Later that evening Hume and Dunbeath made further amends to their old relationship as they sat opposite one another at the long dining room table. Sophie came in holding a plate loaded with yet more dividends from Annie's expedition to Wick and David Hume glanced up at her over his wineglass, now far happier with the world – and with Dunbeath.

‘Ah, Miss Kant. More food eh? You and Annie are too kind, too kind'

He paused, uncertain of how he would best express a sincere regret.

‘But while you are here,' he continued, ‘I would like to apologise for becoming so exercised with Lord Dunbeath this afternoon. I have said as much to him myself. I am indeed glad that I did not set off back to Edinburgh. I would have missed this fine dinner. But since we parted then I have also given the Dilemma a deal of thought. And I have concluded that my old friend was correct in his views.'

Sophie set the dish down in surprise as Hume pressed on.

‘Yes, I have reflected and now see that there is only one possible conclusion. I have come to realise that when two completely rational, mutually competitive, cold hearted people have a ‘one time' game like the Prisoner's Dilemma –
and are set only on winning at that time
– that indeed there can be only one
outcome. Lord Dunbeath must be right. The only rational way to proceed in such a game is to defect.

‘In fact,' continued Hume, ‘when you have two clear thinking players who have set any notion of friendship or trust to one side and whose interests are completely opposed, I can see no alternative but that a state of equilibrium arises very quickly from which neither player would
ever
be able to change their choices – however much it might improve their positions if they did so. And no doubt their lives.'

‘I believe you are describing many a marriage,' laughed Dunbeath, his own anger now completely dissipated by Hume engaging with his concept and allowing him his victory.

Hume laughed in reply, but then held up a forefinger. He was now completely serious.
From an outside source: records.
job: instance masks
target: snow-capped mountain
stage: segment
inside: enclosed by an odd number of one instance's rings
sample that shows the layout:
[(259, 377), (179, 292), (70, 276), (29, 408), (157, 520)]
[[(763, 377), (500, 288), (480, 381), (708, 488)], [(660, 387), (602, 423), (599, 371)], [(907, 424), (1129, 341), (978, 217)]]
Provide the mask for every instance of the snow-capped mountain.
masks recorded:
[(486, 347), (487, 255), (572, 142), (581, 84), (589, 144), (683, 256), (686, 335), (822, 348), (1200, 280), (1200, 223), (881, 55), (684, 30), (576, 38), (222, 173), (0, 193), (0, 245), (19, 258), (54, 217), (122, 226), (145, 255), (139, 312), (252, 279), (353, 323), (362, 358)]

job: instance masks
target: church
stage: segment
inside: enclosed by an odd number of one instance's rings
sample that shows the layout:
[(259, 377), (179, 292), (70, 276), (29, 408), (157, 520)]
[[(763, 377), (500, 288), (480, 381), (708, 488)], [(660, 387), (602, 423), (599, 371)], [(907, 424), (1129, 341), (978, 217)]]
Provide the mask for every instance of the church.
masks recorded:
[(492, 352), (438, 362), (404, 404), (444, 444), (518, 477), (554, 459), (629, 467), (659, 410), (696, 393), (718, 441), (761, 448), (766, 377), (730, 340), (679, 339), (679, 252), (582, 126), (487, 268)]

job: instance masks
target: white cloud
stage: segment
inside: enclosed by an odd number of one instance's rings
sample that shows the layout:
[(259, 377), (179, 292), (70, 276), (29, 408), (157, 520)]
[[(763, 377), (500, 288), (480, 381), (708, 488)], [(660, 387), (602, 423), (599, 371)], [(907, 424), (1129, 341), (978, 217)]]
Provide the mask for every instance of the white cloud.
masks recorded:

‘However. Life is more complicated than that. The way we played the game this afternoon is unrealistic. In the Prisoner's Dilemma there was no communication – you'll remember that the prisoners were in separate cells and you tried to replicate that with your book barrier – whereas in life there is. In fact, this is very much the point because in reality we
do
communicate with each other, we give off clues about ourselves all the time and project a thousand and one seen and unseen signals about what we're thinking. You said as much yourself, Dunbeath, when you explained your game. All that bluffing and feints and deceits you spoke about then.